FDA Grants Approval to Celgene's Impact for Bone Marrow Disorder Treatment
August 16 2019 - 11:14AM
Dow Jones News
By Michael Dabaie
The U.S. Food and Drug Administration granted Celgene Corp.
(CELG) subsidiary Impact Biomedicines Inc. approval of Inrebic
capsules to treat adults with certain types of myelofibrosis, a
rare bone marrow disorder.
The approval of Inrebic, or fedratinib, for intermediate-2 or
high-risk primary or secondary myelofibrosis was based on the
results of a clinical trial where 289 patients with myelofibrosis
were randomized to receive two different doses fedratinib or
placebo. The clinical trial showed that 35 of 96 patients treated
with the fedratinib 400 mg daily dose experienced a significant
therapeutic effect, the FDA said in a release.

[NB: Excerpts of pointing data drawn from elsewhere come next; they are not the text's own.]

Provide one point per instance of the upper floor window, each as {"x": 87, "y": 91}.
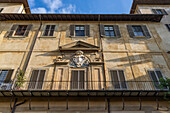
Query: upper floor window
{"x": 109, "y": 31}
{"x": 5, "y": 76}
{"x": 118, "y": 79}
{"x": 49, "y": 30}
{"x": 156, "y": 75}
{"x": 37, "y": 79}
{"x": 159, "y": 11}
{"x": 19, "y": 30}
{"x": 136, "y": 31}
{"x": 80, "y": 30}
{"x": 168, "y": 26}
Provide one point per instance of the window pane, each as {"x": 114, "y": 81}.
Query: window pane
{"x": 21, "y": 30}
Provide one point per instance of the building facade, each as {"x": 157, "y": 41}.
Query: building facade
{"x": 84, "y": 63}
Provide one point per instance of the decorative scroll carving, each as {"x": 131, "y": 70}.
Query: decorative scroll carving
{"x": 79, "y": 60}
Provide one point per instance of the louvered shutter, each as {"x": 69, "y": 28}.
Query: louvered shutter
{"x": 72, "y": 29}
{"x": 33, "y": 79}
{"x": 117, "y": 31}
{"x": 122, "y": 79}
{"x": 87, "y": 30}
{"x": 74, "y": 79}
{"x": 164, "y": 12}
{"x": 14, "y": 27}
{"x": 102, "y": 30}
{"x": 168, "y": 26}
{"x": 40, "y": 79}
{"x": 28, "y": 30}
{"x": 81, "y": 81}
{"x": 154, "y": 11}
{"x": 146, "y": 32}
{"x": 130, "y": 30}
{"x": 8, "y": 76}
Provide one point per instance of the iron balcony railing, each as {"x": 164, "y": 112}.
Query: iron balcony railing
{"x": 86, "y": 85}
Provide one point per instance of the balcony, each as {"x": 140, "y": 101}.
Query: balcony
{"x": 87, "y": 88}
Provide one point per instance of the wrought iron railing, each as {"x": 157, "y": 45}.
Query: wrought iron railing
{"x": 86, "y": 85}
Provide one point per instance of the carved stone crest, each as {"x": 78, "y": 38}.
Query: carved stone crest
{"x": 79, "y": 60}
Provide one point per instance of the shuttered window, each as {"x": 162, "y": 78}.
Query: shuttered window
{"x": 49, "y": 30}
{"x": 79, "y": 30}
{"x": 156, "y": 75}
{"x": 19, "y": 30}
{"x": 109, "y": 31}
{"x": 118, "y": 79}
{"x": 138, "y": 31}
{"x": 159, "y": 11}
{"x": 37, "y": 79}
{"x": 5, "y": 76}
{"x": 168, "y": 26}
{"x": 78, "y": 79}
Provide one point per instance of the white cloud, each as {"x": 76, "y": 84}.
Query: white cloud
{"x": 39, "y": 10}
{"x": 71, "y": 8}
{"x": 53, "y": 5}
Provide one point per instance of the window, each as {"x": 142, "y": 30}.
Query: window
{"x": 168, "y": 26}
{"x": 159, "y": 11}
{"x": 1, "y": 9}
{"x": 118, "y": 79}
{"x": 5, "y": 76}
{"x": 49, "y": 30}
{"x": 109, "y": 31}
{"x": 79, "y": 31}
{"x": 37, "y": 79}
{"x": 137, "y": 30}
{"x": 21, "y": 30}
{"x": 155, "y": 76}
{"x": 77, "y": 79}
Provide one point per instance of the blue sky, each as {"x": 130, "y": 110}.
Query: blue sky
{"x": 81, "y": 6}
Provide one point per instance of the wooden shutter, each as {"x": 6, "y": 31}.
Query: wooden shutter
{"x": 130, "y": 30}
{"x": 117, "y": 31}
{"x": 87, "y": 30}
{"x": 14, "y": 27}
{"x": 154, "y": 11}
{"x": 72, "y": 29}
{"x": 168, "y": 26}
{"x": 164, "y": 12}
{"x": 33, "y": 79}
{"x": 122, "y": 79}
{"x": 81, "y": 81}
{"x": 8, "y": 76}
{"x": 102, "y": 30}
{"x": 115, "y": 80}
{"x": 74, "y": 79}
{"x": 28, "y": 30}
{"x": 146, "y": 32}
{"x": 40, "y": 79}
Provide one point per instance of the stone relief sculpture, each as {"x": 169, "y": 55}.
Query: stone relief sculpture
{"x": 79, "y": 60}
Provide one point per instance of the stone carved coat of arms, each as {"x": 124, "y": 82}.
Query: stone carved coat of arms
{"x": 79, "y": 60}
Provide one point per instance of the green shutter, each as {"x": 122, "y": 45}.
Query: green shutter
{"x": 117, "y": 31}
{"x": 130, "y": 30}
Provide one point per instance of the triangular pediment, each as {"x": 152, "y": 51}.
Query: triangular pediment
{"x": 79, "y": 45}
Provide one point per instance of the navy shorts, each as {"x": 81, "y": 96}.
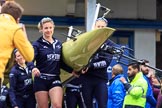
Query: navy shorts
{"x": 46, "y": 83}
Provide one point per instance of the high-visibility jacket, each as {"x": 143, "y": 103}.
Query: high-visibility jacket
{"x": 12, "y": 36}
{"x": 136, "y": 94}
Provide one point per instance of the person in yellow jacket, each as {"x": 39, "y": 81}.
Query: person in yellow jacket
{"x": 136, "y": 89}
{"x": 12, "y": 35}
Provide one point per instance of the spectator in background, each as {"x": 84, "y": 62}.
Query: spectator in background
{"x": 136, "y": 89}
{"x": 116, "y": 90}
{"x": 150, "y": 100}
{"x": 4, "y": 97}
{"x": 159, "y": 97}
{"x": 21, "y": 85}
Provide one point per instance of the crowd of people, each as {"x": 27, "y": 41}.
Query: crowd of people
{"x": 34, "y": 80}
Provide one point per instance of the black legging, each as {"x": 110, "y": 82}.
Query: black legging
{"x": 93, "y": 87}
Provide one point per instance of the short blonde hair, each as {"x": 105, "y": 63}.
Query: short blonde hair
{"x": 44, "y": 20}
{"x": 117, "y": 69}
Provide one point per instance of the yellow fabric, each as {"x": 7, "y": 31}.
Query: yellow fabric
{"x": 12, "y": 36}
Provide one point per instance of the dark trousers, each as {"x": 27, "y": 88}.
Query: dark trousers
{"x": 95, "y": 88}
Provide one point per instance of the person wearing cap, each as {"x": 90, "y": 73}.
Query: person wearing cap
{"x": 150, "y": 100}
{"x": 116, "y": 90}
{"x": 21, "y": 91}
{"x": 136, "y": 88}
{"x": 48, "y": 58}
{"x": 12, "y": 35}
{"x": 94, "y": 79}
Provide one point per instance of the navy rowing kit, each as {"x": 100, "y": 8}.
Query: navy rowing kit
{"x": 3, "y": 97}
{"x": 48, "y": 61}
{"x": 21, "y": 86}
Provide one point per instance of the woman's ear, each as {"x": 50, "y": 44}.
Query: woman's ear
{"x": 18, "y": 20}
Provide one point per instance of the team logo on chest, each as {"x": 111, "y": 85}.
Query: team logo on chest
{"x": 53, "y": 57}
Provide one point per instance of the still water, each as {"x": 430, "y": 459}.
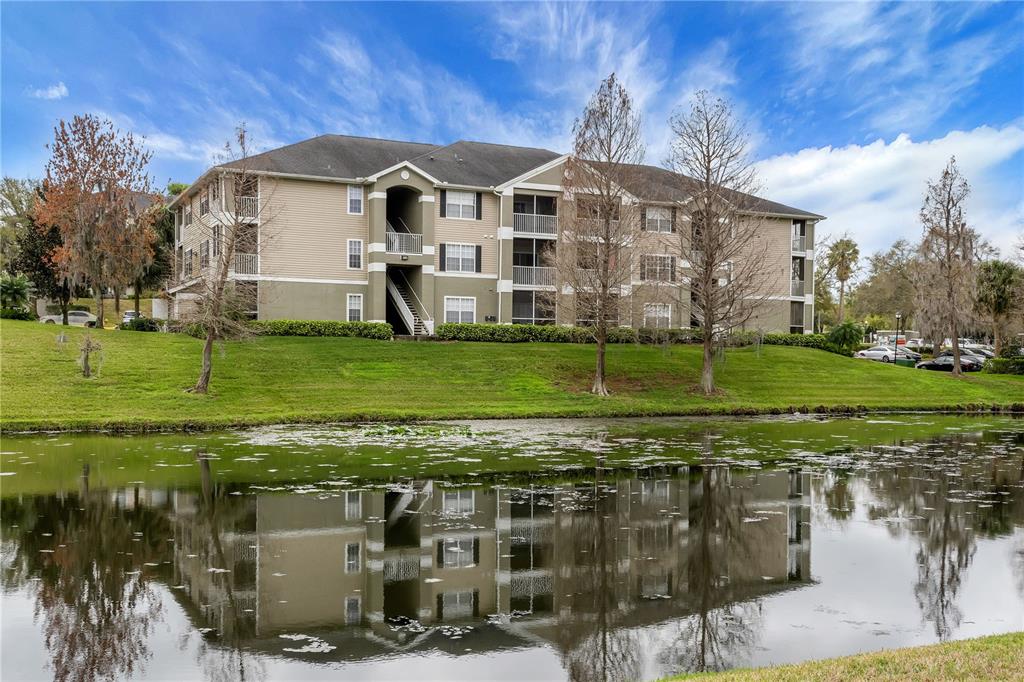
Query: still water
{"x": 540, "y": 550}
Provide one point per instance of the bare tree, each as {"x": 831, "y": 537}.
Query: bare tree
{"x": 93, "y": 179}
{"x": 226, "y": 237}
{"x": 728, "y": 256}
{"x": 594, "y": 262}
{"x": 949, "y": 252}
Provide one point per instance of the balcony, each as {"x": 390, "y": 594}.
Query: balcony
{"x": 246, "y": 263}
{"x": 528, "y": 275}
{"x": 404, "y": 243}
{"x": 528, "y": 223}
{"x": 248, "y": 207}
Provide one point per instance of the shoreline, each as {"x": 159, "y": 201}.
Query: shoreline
{"x": 25, "y": 427}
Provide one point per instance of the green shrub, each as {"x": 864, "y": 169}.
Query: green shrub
{"x": 380, "y": 331}
{"x": 140, "y": 325}
{"x": 1005, "y": 365}
{"x": 845, "y": 338}
{"x": 16, "y": 313}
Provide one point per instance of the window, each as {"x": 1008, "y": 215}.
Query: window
{"x": 460, "y": 205}
{"x": 657, "y": 268}
{"x": 352, "y": 558}
{"x": 353, "y": 505}
{"x": 353, "y": 610}
{"x": 658, "y": 219}
{"x": 460, "y": 257}
{"x": 657, "y": 315}
{"x": 355, "y": 200}
{"x": 355, "y": 307}
{"x": 460, "y": 309}
{"x": 459, "y": 502}
{"x": 457, "y": 553}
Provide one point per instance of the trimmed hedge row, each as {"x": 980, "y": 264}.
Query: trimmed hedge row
{"x": 380, "y": 331}
{"x": 16, "y": 313}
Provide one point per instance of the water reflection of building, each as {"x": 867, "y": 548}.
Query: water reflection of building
{"x": 357, "y": 563}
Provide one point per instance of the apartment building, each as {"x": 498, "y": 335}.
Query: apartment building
{"x": 417, "y": 235}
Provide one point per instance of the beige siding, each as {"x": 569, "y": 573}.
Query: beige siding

Myelofibrosis is a chronic disorder where scar tissue forms in
the bone marrow and the production of the blood cells moves from
the bone marrow to the spleen and liver, causing organ enlargement.
It can cause extreme fatigue, shortness of breath, pain below the
ribs, fever, night sweats, itching and bone pain.
Write to Michael Dabaie at michael.dabaie@wsj.com
(END) Dow Jones Newswires
August 16, 2019 10:59 ET (14:59 GMT)
Copyright (c) 2019 Dow Jones & Company, Inc.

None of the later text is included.